Related information https://github.com/VictoriaMetrics/VictoriaMetrics/tree/master/app/vmagent#troubleshooting
I don't know is it possible to setup keep_if_equal for openstack.
@f41gh7 Are you sure this needs an additional suppression? This warning looks very nice in term of finding misconfiguration so maybe it is not a good idea to disable it.
We have two virtual servers on openstack:
lbl01-s3
lbl02-s3
They have the same set of openstack tags/metadata because they share the same role. Now this error message is missleading since it does not take instance label into the account. Maybe it's because it is generated before relabeling but prints the state just after relabeling was applied. Do you think that this may deserve a separate issue?
Regards,
Bart
This message indicates, that you have 2 duplicate targets, and i assume, that this part of configuration rewrites original __address__ label and produces duplicated values:
#use custom node_exporter address if openstack vm tag is defined
- source_labels:
- __meta_openstack_tag_monitoring_node_addr
- __address__
action: replace
regex: \s*(\d+\.\d+\.\d+\.\d+)\s*;\S+:(\d+)
replacement: $1:$2
target_label: __address__
Let me give you and example. You have virtual server lbl01-s3 with 2 pools p1 and p2, for each private ip address in this pools service_discovery generates a target. In our case it will be target 1 with __address__ = p1_private_ip:cfg_port and target 2 with __address__ = p2_private_ip:cfg_port.
During relabeling you replace private_ip with value of tag __meta_openstack_tag_monitoring_node_addr and get 2 targets with the same __address__.
A target are checked for uniqueness after relabeling.

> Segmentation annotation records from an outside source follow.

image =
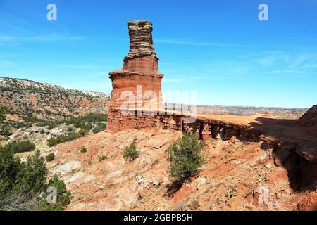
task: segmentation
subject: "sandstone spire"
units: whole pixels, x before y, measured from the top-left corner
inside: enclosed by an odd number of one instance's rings
[[[123,68],[109,73],[113,90],[107,127],[114,131],[123,126],[123,105],[128,105],[130,110],[132,108],[139,111],[161,108],[163,75],[158,71],[158,58],[152,40],[152,23],[145,20],[129,21],[128,27],[130,51],[123,58]]]
[[[129,21],[128,28],[130,36],[130,52],[124,60],[142,56],[156,57],[153,46],[152,23],[145,20]]]

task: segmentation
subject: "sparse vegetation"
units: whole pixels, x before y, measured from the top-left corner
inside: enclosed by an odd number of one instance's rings
[[[56,188],[56,203],[48,203],[46,200],[43,200],[41,202],[42,210],[62,211],[66,206],[70,204],[71,193],[70,191],[67,191],[65,183],[56,174],[49,181],[48,186]]]
[[[46,184],[48,170],[39,151],[22,161],[7,146],[0,146],[0,210],[63,210],[70,202],[70,193],[56,176]],[[46,201],[46,188],[57,188],[56,204]]]
[[[78,138],[78,134],[70,133],[67,135],[61,135],[56,137],[51,137],[47,140],[47,145],[49,147],[55,146],[60,143],[64,143],[66,141],[70,141]]]
[[[202,150],[203,144],[194,134],[185,134],[168,147],[166,150],[170,162],[168,173],[174,186],[180,186],[197,173],[205,161],[201,155]]]
[[[80,153],[85,153],[85,152],[87,152],[87,148],[86,147],[82,146],[82,148],[80,148]]]
[[[101,155],[99,157],[99,162],[104,161],[104,160],[106,160],[108,157],[106,155]]]
[[[86,129],[81,128],[78,131],[78,135],[80,136],[82,136],[86,135],[87,133],[87,131]]]
[[[9,142],[4,148],[10,149],[14,153],[30,152],[35,149],[35,145],[30,141],[14,141]]]
[[[4,134],[4,136],[11,136],[13,133],[12,132],[12,128],[8,127],[8,126],[6,126],[4,127],[2,133]]]
[[[94,126],[94,129],[92,129],[92,132],[94,134],[99,133],[104,131],[106,128],[106,124],[99,122]]]
[[[123,151],[123,158],[129,159],[133,161],[139,155],[139,152],[137,149],[137,146],[134,143],[131,143],[129,146],[125,147]]]
[[[53,161],[55,159],[55,154],[54,153],[49,153],[46,155],[46,157],[45,157],[45,159],[47,162]]]
[[[2,105],[0,105],[0,123],[6,120],[6,110]]]

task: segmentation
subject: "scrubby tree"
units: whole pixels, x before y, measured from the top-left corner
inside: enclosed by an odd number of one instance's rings
[[[2,105],[0,105],[0,123],[6,120],[6,110]]]
[[[39,151],[22,161],[7,146],[0,146],[0,211],[63,210],[70,202],[70,192],[54,176],[46,183],[48,169]],[[47,203],[48,186],[56,188],[57,201]]]
[[[184,181],[197,173],[205,161],[202,150],[203,144],[194,134],[185,134],[168,147],[168,173],[173,186],[180,186]]]
[[[139,155],[139,151],[137,150],[137,146],[134,143],[131,143],[129,146],[125,148],[123,151],[123,158],[129,159],[133,161]]]

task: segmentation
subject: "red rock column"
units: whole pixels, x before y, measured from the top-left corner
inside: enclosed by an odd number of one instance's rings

You can get original values at http://localhost:8429/targets?show_original_labels=true api.
@f41gh7 Thank you :) :+1:
Btw, try upgrading to v1.44.0 - it provides the original set of labels in error log, so it may simplify finding the root cause for duplicate scrape targets.
FYI, the bugfix for OpenStack v3.0 API has been included in v1.45.0.